Mas quem disse que não tem desse tipo com qualidade também? If the World é uma das minhas favoritas do álbum por justamente entrar nesse caráter em sua letra, mas compor orquestralmente uma atmosfera quase oposta à proposta, digna de trilha sonora de um filme de suspense/espionagem. Olha só, quem diria, apareceu mesmo no Rede de Mentiras de Ridley Scott. Curiosidades à parte, é mais um exemplo da capacidade incrível de variação de tom de Axl, mesmo sem estar em seus melhores dias, e olha que nem foi necessário tanto auxílio instrumental dessa vez, ainda que um dos fortes da canção, como em todas as outras, seja esse acompanhamento, desta vez dos teclados de Reed, ditando o ritmismo conforme a pedida do vocal. Outras músicas na mesma pegada de contraste entre letra e lírica transitadas na condução principal são as intituladas There Was a Time e Prostitute. A primeira é de caráter bem pessoal também do vocalista, aparentemente tratando de seus relacionamentos problemáticos, guiada dentro de uma narrativa de épico histórico em tom digital, mesmo que condicionada pelo vozerio puro, valorizado também na última canção para fechar o sentimento de retorno.

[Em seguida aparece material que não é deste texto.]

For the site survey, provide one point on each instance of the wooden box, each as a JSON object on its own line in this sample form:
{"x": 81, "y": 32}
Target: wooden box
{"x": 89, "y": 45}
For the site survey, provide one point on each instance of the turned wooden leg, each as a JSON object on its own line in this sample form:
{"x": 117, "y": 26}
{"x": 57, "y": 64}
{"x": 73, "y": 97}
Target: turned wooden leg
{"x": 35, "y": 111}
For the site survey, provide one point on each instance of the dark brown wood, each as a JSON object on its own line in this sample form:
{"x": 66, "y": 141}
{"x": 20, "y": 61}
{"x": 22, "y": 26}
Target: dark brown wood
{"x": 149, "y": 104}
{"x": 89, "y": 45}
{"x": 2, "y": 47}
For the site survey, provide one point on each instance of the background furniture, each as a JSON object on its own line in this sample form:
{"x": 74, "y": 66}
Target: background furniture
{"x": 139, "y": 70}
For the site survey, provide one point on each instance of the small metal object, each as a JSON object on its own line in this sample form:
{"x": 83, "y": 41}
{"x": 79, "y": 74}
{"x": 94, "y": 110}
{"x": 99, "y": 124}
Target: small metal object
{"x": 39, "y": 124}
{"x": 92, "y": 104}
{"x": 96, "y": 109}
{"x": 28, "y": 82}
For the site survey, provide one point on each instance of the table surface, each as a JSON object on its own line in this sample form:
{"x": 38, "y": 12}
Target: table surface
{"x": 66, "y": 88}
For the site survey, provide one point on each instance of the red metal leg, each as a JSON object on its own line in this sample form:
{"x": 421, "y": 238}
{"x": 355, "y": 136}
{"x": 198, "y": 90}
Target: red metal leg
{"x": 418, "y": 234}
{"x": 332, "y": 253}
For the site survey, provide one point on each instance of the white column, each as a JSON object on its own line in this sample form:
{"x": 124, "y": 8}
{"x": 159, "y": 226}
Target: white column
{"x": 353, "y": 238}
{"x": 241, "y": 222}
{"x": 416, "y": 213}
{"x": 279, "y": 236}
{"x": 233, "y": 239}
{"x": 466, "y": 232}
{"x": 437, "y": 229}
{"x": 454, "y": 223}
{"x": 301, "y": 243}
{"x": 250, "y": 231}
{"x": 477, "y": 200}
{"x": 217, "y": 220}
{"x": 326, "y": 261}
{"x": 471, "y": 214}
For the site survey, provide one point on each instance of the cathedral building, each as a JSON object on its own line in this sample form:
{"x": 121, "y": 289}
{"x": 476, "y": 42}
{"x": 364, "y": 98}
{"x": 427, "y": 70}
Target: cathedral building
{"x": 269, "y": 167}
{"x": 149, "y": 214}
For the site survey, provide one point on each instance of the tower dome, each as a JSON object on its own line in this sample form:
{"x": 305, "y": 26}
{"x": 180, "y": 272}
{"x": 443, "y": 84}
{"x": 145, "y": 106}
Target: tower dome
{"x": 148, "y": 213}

Falando nisso, Riad N’ the Bedouins reintroduz o álbum de maneira semelhante à primeira faixa para dar o clima mais baladeiro da metade final do álbum, sendo essa a mais pensada como “chiclete”, graças aos coros distorcidos de Axl “Aaaaaaaa, aaaaaaaaaa bam bam… aaaaaaa, aaaaaaaaaa a a aaaaaa” dentro do riff principal, que é aquele repetitivo no bom sentido. Sorry vem na mesma linha, propondo um início lento, só que desta vez para capturar no tom atmosférico sombrio de basicamente um desabafo – há línguas que dizem ser sobre a separação da banda – do eu-lírico angustiado por uma pressão do ambiente que circunda, em que ele não consegue mais controlar em tom de um potente hard rock levado a caráter épico pela dosagem adequada do estrondo instrumental. E para fechar o comentário sobre cada música, temos I.R.S partindo do mesmo princípio, mas voltada para o lado tempestade (constante desabafo), e Madagascar para o lado da calmaria (constante angústia). Ambas simbolizando perfeitamente os elementos descritos que diferenciam esse Gun’s objetivo e/ou cadenciado da modernidade com o do passado.

Por mais que hoje esse “passado” tenha retornado e a banda voltado a sua formação original desde 2015, com acréscimos vindos da formação final de Chinese Democracy, isso em nada desfavorece a representatividade do disco, que é um genuíno divisor de águas pensando na sua persistência de existir para promover uma reinvenção de marca ou mesmo de gênero. Pena que demorou tanto para sair que não tenha o impacto cultural desejado, mas olhando no prisma de hoje, Axl Rose em seu quase trabalho solo, mas claro, com a ajuda de uma competente equipe, oferece uma resposta àqueles que dizem que o rock não tem mais a capacidade de se reinventar no moderno, valorizando seus princípios e oferecendo um olhar mais complexo das possibilidades dos recursos tecnológicos em manter vivas as vozes que mudaram o mundo.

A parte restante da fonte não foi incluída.